Forget Hershey's kisses. Soon, you may be eating Hershey's robots, action figures or even a chocolate version of yourself.
Today (Jan. 16), 3D Systems and The Hershey Company announced they're partnering to develop new 3D-printing technologies to create candy, chocolate and other edibles
3D Systems recently announced a line of ChefJet printers that can print sugar-based edibles, such as candies, cake decorations and sugar statues. Liz Von Hasseln, co-creator of ChefJet, told TomsGuide.com that she is already collaborating with Hershey. "We are working with Hershey's to develop delicious recipes, products and capabilities for the ChefJet and ChefJet Pro," Von Hasseln said. "When these printers are released in the second half of this year, consumers will be enabled to design and produce their own confections, or order them through Cubify.com." (Cubify.com is 3D Systems' online store for 3D-printed products.)
3D Systems told TomsGuide.com that it will leverage ChefJet and the company's other print technologies with Hershey for both consumer and prosumer products, eventually offering both a selection of customized candy for sale and actual candy-making 3D printers so people can whip up their own confections.

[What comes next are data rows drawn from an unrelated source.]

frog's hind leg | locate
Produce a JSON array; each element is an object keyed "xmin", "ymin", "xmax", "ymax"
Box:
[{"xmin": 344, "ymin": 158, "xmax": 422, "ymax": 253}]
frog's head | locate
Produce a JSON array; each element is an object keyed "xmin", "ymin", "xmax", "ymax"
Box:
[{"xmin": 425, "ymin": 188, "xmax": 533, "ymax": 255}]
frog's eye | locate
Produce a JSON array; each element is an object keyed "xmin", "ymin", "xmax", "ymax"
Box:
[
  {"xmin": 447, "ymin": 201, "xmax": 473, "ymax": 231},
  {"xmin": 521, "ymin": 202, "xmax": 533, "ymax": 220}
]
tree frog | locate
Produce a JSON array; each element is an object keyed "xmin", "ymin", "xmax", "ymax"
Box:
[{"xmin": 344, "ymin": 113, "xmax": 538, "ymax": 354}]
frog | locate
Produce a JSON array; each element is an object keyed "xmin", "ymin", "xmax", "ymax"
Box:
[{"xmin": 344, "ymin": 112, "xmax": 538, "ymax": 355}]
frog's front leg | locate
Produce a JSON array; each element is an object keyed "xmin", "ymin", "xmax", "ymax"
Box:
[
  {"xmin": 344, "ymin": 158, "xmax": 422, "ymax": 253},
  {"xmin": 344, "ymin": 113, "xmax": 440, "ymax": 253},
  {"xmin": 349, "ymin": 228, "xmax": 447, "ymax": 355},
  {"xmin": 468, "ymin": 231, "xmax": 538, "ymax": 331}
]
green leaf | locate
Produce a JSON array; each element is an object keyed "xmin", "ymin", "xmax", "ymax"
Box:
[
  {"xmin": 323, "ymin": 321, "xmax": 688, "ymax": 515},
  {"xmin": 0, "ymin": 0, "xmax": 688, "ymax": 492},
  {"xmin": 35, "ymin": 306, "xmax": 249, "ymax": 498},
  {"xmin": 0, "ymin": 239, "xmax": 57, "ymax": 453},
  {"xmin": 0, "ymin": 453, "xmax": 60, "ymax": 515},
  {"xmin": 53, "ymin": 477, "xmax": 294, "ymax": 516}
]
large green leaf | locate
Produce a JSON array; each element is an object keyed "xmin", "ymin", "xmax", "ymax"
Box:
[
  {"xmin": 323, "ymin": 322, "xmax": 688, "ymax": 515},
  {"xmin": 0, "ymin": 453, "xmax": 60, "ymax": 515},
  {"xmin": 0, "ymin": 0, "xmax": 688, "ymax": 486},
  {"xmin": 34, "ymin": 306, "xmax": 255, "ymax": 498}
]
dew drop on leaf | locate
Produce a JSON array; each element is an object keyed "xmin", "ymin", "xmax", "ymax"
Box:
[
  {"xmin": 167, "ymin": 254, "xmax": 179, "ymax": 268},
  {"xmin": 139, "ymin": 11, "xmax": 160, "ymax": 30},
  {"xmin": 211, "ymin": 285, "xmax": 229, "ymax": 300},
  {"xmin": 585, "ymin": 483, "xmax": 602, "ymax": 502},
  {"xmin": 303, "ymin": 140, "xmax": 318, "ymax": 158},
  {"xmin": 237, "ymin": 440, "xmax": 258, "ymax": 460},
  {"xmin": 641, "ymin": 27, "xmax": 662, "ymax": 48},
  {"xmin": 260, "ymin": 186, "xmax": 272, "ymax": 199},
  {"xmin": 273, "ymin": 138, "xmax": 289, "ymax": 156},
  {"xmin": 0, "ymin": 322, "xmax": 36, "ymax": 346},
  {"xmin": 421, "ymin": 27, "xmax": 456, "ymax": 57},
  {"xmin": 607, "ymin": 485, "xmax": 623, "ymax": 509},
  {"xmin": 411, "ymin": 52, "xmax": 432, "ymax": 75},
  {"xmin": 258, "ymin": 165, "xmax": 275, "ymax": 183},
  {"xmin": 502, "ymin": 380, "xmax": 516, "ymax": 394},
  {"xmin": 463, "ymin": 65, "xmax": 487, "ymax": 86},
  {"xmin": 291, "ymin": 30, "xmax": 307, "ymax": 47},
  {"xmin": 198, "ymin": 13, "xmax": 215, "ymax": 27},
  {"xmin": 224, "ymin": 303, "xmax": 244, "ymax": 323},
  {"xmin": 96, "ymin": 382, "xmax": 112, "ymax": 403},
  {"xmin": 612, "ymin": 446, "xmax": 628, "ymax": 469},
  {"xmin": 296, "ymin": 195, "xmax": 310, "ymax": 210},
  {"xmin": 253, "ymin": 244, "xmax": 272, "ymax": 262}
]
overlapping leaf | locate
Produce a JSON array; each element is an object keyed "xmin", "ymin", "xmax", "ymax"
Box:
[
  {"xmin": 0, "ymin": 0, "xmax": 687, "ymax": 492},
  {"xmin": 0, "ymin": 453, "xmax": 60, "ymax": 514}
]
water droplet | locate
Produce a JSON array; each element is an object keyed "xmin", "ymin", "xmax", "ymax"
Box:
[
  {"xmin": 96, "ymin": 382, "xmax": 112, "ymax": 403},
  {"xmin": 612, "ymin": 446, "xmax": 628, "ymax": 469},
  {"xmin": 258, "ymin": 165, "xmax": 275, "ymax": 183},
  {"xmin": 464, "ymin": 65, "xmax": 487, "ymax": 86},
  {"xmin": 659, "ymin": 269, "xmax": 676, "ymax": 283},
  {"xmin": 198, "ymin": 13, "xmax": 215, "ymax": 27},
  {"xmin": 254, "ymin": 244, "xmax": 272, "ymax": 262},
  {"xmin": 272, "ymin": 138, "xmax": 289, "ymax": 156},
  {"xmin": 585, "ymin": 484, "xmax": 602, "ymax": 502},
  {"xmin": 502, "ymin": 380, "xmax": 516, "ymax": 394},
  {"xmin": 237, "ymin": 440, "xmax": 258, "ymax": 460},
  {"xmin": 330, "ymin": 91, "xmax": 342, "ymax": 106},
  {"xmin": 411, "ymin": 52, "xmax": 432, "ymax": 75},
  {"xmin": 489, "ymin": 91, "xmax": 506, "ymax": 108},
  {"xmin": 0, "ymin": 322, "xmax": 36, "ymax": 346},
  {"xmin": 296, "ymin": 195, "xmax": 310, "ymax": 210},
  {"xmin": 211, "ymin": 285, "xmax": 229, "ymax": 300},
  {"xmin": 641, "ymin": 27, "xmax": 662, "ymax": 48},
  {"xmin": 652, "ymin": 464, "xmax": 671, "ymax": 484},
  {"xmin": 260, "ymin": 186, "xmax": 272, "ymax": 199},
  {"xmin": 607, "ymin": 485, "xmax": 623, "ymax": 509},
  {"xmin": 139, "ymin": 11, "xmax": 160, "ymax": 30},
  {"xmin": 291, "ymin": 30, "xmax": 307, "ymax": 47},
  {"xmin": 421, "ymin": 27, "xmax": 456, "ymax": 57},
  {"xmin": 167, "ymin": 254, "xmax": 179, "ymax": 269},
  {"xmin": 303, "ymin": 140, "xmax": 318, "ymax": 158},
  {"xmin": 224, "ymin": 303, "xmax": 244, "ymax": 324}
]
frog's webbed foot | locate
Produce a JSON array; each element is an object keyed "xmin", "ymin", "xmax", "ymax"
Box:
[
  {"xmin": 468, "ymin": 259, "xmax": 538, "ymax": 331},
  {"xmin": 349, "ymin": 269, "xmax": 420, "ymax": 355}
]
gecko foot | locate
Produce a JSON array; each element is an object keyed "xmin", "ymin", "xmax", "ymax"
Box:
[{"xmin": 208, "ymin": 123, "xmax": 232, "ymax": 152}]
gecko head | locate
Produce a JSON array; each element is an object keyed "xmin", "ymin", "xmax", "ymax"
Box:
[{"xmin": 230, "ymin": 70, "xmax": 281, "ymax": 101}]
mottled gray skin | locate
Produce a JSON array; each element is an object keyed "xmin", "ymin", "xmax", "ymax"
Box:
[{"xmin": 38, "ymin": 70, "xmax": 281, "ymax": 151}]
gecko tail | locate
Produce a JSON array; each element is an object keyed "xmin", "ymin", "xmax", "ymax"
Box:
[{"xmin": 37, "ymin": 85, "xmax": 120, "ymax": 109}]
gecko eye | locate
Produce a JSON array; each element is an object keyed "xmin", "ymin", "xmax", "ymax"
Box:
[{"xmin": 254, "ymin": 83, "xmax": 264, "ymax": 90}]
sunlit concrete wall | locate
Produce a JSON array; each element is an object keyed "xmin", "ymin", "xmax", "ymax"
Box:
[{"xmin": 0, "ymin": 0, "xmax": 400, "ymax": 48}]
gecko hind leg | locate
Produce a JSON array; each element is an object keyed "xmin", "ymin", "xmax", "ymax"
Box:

William Papa, Hershey's vice president and chief research and development officer, said in a statement that 3D-printing technology is a way for Hershey to bring its treats into the future. Chuck Hull, chief technology officer at 3D Systems, said in the statement that the partnership with Hershey is the next step in making 3D printing more mainstream.
While few other details were made available, the possibilities seem endless: customized chocolate objects, Reese's Peanut Butter Cups with words printed on top, Hershey chocolate bars with pictures printed right onto them. And with 3D Systems' 3DMe service, which lets you 3D print a figurine with your face in a variety of possible uniforms and poses, you may soon be taking a bite out of yourself.
3D Systems isn't the only company to 3D print food; a Kickstarter project for the Piq printer, which creates chocolate objects, raised $26,000 — slightly more than the goal of $25,000. The Foodini printer can make pizza or ravioli. And NASA is researching food printers.